Bis letzten Freitag regierte in Niedersachsen eine rot-grüne Koalition mit einer Stimme Mehrheit. Die ist jetzt weg, weil eine Hinterbänklerin der Grünen findet, dass ihre Partei unter anderem "die Sorge der Bürger vor Wölfen*" nicht ernst genug nähme. Damit werden wir wahrscheinlich auf das Niveau eingestimmt, auf dem der bevorstehende Wahlkampf in Niedersachsen stattfinden dürfte.

Aber damit nicht genug: Jetzt soll der Regierungschef auch noch eine Regierungserklärung vorab an VW zum Gegenlesen geschickt haben. Ein CDU-naher Kommentator des SPIEGEL kommentierte das in einem - mittlerweile gelöschten - Tweet damit, schließlich wäre es doch üblich, dass ein Aufsichtsrat eine Rede vorab dem Vorstand zur Durchsicht gebe. Dumm nur, dass dieser Aufsichtsrat seine Rede in seiner Eigenschaft als Ministerpräsident gehalten hat. Da gerät einigen wohl doch einiges mit den Funktionen durcheinander.
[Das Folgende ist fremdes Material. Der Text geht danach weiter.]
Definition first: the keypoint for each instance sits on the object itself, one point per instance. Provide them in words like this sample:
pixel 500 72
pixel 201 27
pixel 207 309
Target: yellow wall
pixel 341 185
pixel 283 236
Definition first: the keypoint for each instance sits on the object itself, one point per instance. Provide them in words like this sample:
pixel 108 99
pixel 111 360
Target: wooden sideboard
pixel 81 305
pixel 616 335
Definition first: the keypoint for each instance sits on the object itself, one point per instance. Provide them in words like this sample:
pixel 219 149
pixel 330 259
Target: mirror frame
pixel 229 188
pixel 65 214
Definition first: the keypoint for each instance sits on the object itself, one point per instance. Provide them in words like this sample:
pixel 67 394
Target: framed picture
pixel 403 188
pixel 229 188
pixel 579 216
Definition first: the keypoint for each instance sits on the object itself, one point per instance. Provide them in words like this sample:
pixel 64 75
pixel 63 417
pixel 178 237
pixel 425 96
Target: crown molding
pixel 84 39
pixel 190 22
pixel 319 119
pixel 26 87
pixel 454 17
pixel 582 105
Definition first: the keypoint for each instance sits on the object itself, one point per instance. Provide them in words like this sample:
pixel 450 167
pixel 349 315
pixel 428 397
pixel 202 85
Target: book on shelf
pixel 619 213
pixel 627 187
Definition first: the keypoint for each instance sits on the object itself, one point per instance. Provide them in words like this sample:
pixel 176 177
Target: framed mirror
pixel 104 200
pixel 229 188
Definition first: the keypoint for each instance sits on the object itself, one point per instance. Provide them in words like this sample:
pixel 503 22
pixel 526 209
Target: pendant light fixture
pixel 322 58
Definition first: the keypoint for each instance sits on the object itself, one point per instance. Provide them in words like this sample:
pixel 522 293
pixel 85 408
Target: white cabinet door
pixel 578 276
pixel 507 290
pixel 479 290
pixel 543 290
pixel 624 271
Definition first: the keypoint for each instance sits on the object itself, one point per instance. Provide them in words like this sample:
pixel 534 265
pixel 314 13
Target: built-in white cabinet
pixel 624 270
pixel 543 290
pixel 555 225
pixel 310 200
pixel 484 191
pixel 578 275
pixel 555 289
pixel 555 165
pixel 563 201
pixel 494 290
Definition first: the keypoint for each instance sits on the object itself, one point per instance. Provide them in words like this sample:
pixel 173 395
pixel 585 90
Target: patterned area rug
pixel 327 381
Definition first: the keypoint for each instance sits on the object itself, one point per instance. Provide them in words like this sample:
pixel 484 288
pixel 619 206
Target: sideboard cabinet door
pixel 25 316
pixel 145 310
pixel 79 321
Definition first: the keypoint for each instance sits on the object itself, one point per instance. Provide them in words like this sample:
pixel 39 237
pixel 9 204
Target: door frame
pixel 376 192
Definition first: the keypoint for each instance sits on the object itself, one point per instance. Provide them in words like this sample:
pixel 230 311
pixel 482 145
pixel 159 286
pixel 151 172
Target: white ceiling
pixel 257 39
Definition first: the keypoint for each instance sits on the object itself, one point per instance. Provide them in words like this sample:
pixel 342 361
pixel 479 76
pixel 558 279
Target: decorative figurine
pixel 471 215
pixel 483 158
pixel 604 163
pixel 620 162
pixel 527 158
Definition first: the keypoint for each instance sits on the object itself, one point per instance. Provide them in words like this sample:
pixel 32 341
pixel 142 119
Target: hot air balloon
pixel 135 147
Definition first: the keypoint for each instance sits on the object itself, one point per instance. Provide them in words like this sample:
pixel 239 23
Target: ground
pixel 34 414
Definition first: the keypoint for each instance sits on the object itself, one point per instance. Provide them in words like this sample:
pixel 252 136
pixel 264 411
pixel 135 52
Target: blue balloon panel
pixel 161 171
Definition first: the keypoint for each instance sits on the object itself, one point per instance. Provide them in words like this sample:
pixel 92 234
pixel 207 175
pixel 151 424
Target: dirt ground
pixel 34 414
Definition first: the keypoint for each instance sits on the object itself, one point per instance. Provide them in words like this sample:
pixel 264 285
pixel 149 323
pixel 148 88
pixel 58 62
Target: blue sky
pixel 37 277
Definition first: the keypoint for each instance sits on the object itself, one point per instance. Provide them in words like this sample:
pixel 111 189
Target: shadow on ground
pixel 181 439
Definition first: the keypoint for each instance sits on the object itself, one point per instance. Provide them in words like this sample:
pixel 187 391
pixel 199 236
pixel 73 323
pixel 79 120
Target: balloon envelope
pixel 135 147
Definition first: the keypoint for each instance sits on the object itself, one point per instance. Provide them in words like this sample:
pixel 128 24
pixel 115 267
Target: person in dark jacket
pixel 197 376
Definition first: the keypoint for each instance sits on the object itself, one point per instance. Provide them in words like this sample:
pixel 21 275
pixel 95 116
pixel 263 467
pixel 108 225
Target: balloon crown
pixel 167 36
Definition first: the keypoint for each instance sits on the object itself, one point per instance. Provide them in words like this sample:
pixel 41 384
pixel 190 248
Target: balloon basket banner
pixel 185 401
Der Ministerpräsident selbst wehrt sich unter anderem damit, "die "inhaltlich schärfste Formulierung sei erhalten geblieben". Das scheint mir wiederum ein eklatantes Fehlverständnis des Herrn Ministerpräsidenten zu offenbaren, der anscheinend meint, dass wäre alles nicht so schlimm, wenn nur der Inhalt der Erklärung nur einigermaßen erhalten bleibe.

Und da irrt er. Wer sich einmal die Korruptionsdelikte im Strafgesetzbuch (§§ 331 - 334 StBG) anschaut, der wird feststellen, dass Rechtsgut dieser Vorschriften nicht nur die "Lauterkeit des Öffentlichen Dienstes" ist, sondern auch das Vertrauen der Allgemeinheit in eben diese - weil die Funktionsfähigkeit der Verwaltung eben auch davon abhängt, dass der Bürger der Verwaltung Vertrauen entgegenbringt.

Und dieses Vertrauen kann eben schon durch den bloßen Anschein der "Kungelei" erschüttert werden. Da hilft es dann auch nicht mehr viel, wenn das beteiligte Wirtschaftsunternehmen in ungeahnter Freimütigkeit selbst kritische Passagen der vorbereiteten Erklärung unbeanstandet lässt.

Es macht einfach keinen schönen Eindruck. Und das reicht.



*Wenn ich mich richtig an eine Statistik erinnere, die ich vor kurzem irgendwo gelesen habe, wurden in den letzten zweihundert Jahren auf dem Gebiet der heutigen EU genau zwei Menschen von Wölfen verletzt. Beide Vorfälle fanden in Rumänien statt und die Wölfe hatten Tollwut. Aber man muss die Sorgen der Menschen ja angeblich ernst nehmen.